Desperté al alba. Recuerdo la luz, de oro líquido, derramán­dose por las sábanas. Había dejado de nevar y alguien había cambiado el mar tras mi ventana por una plaza blanca de la que emergían unos columpios y poco más. Mi padre, hundido en una silla junto a mi cama, alzó la vista y me observó en silencio. Le sonreí y se echó a llorar. Fermín, que dormía a pierna suelta en el pasillo, y Bea, que le sostenía la cabeza en el regazo, oyeron sus lágrimas, un lamento que se perdía a gritos, y entraron en la ha­bitación. Recuerdo que Fermín estaba blanco y flaco como una raspa de pescado. Me contaron que la sangre que corría por mis venas era suya, que yo había perdido toda la mía, y que mi ami­go llevaba días atiborrándose de pepitos de lomo en la cafetería de la clínica para criar glóbulos rojos en caso de que yo necesitase más. Quizá eso explicase por qué me sentía más sabio y menos Daniel. Recuerdo que había un bosque de flores y que aquella tar­de, o quizá dos minutos después, no sabría decir, desfilaron por la habitación desde Gustavo Barceló y su sobrina Clara, a la Bernarda y mi amigo Tomás, que no se atrevía a mirarme a los ojos y que cuando le abracé echó a correr y se fue a llorar a la ca­lle. Recuerdo vagamente a don Federico, que venía acompañado de la Merceditas y del catedrático don Anacleto. Sobre todo re­cuerdo a Bea, que me miraba en silencio mientras todos se desha­cían en alegrías y salvas al cielo, y a mi padre, que había dormi­do en aquella silla durante siete noches, rezándole a un Dios en el que no creía.
Cuando los médicos obligaron a toda la comitiva a desalojar la habitación y abandonarme a un reposo que no quería, mi pa­dre se acercó un momento y me dijo que me había traído mi pluma, la estilográfica de Víctor Hugo, y un cuaderno, por si quería escribir. Fermín, desde la puerta, anunciaba que había consulta­do con el plantel de doctores de la clínica y le habían asegurado que yo no iba a hacer el servicio militar. Bea me besó en la frente y se llevó a mi padre a que le diese el aire, porque no había salido de aquella habitación en más de una semana. Me quedé a solas, aplastado de cansancio y me rendí al sueño, contemplando el es­tuche de mi pluma sobre la mesita de noche.

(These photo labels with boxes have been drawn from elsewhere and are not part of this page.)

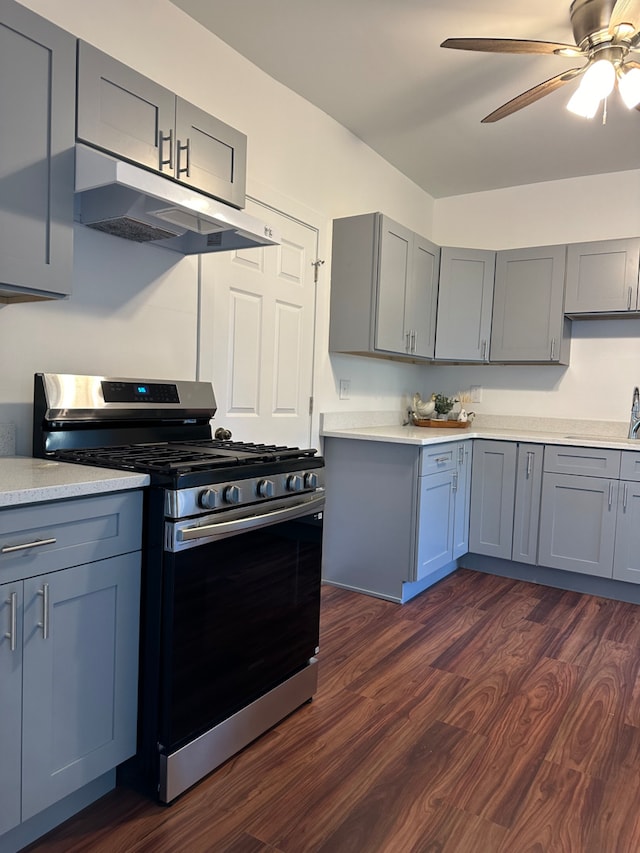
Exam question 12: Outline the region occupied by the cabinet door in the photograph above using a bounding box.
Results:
[538,473,618,578]
[22,552,140,820]
[175,98,247,207]
[0,581,22,835]
[435,248,496,361]
[414,471,455,580]
[404,234,440,358]
[490,246,569,364]
[613,482,640,583]
[469,439,517,560]
[0,0,75,301]
[453,441,473,560]
[511,444,544,566]
[77,41,176,176]
[375,216,413,354]
[564,237,640,314]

Me despertaron unos pasos en la puerta y me pareció ver la silueta de mi padre al pie del lecho, o quizá fuera el doctor Men­doza que no me quitaba un ojo de encima, convencido de que yo era hijo de un milagro. El visitante rodeó el lecho y se sentó en la silla de mi padre. Sentía la boca seca y apenas podía hablar. Ju­lián Carax me acercó un vaso de agua a los labios y me sostuvo la cabeza mientras los humedecía. Tenía ojos de despedida, y me bastó mirar en ellos para comprender que nunca había llegado a averiguar la verdadera identidad de Penélope. No recuerdo bien sus palabras, ni el sonido de su voz. Sí sé que me tomó la mano y que sentí que me pedía que viviese por él, y que no volvería a ver­le jamás. De lo que no me he olvidado es de lo que yo le dije. Le pedí que tomase aquella pluma, que había sido suya desde siem­pre, y que volviese a escribir.

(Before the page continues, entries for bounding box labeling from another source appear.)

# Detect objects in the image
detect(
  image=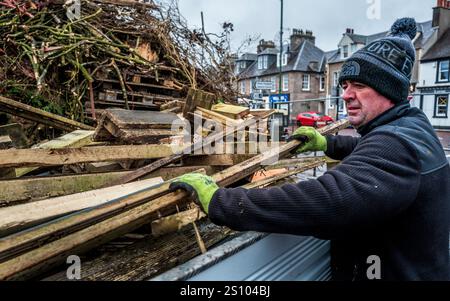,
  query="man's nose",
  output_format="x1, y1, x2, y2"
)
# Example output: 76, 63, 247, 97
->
342, 88, 355, 102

Cuando desperté, Bea me estaba refrescando la frente con un paño húmedo de colonia. Sobresaltado, le pregunté dónde estaba Carax. Me miró, confundida, y me dijo que Carax había desaparecido en la tormenta ocho días atrás dejando un rastro de san­gre en la nieve y que todos le daban por muerto. Dije que no, que había estado allí mismo, conmigo, hacía apenas segundos. Bea me sonrió, sin decir nada. La enfermera que me tomaba el pulso negó lentamente y me explicó que llevaba seis horas dormido, que ella había estado sentada a su escritorio frente a la puerta de mi habitación durante todo ese tiempo y que, mientras tanto, nadie había entrado en mi habitación.
Aquella noche, al intentar conciliar el sueño, volví la cabeza sobre la almohada y comprobé que el estuche estaba abierto y que la pluma había desaparecido.



              1956

LAS AGUAS DE MARZO


Bea y yo nos casamos en la iglesia de Santa Ana dos meses más tarde. El señor Aguilar, que todavía me hablaba en monosílabos y seguiría haciéndolo hasta el fin de los tiempos, me había concedido la mano de su hija ante la imposibilidad de obtener mi cabeza en bandeja. La desa­parición de Bea le había afeitado la furia, y ahora parecía vivir en estado de perpetuo susto, resignado a que pronto su nieto me llamase papá y a que la vida, valiéndose de un sinvergüenza remendado de un balazo, le robase a la niña que él, pese a las bifocales, seguía viendo como el día de su primera comunión, ni un día mayor. Una sema­na antes de la ceremonia, el padre de Bea se presentó en la librería para regalarme una aguja de corbata de oro que había pertenecido a su padre y para estrecharme la mano.
—Bea es lo único bueno que he hecho en la vida —me dijo—. Cuídamela.
Mi padre le acompañó hasta la puerta y le contempló alejarse por la calle Santa Ana con esa melancolía que re­blandece a los hombres que envejecen al mismo tiempo sin que nadie les haya pedido permiso.
—No es una mala persona, Daniel —dijo—. Cada cual quiere a su manera.
El doctor Mendoza, que dudaba de mi capacidad para sostenerme en pie durante mas de media hora, me había advertido que el ajetreo de una boda y sus preparativos no eran la mejor medicina para sanar a un hombre que había estado a punto de dejarse el corazón en el quiró­fano.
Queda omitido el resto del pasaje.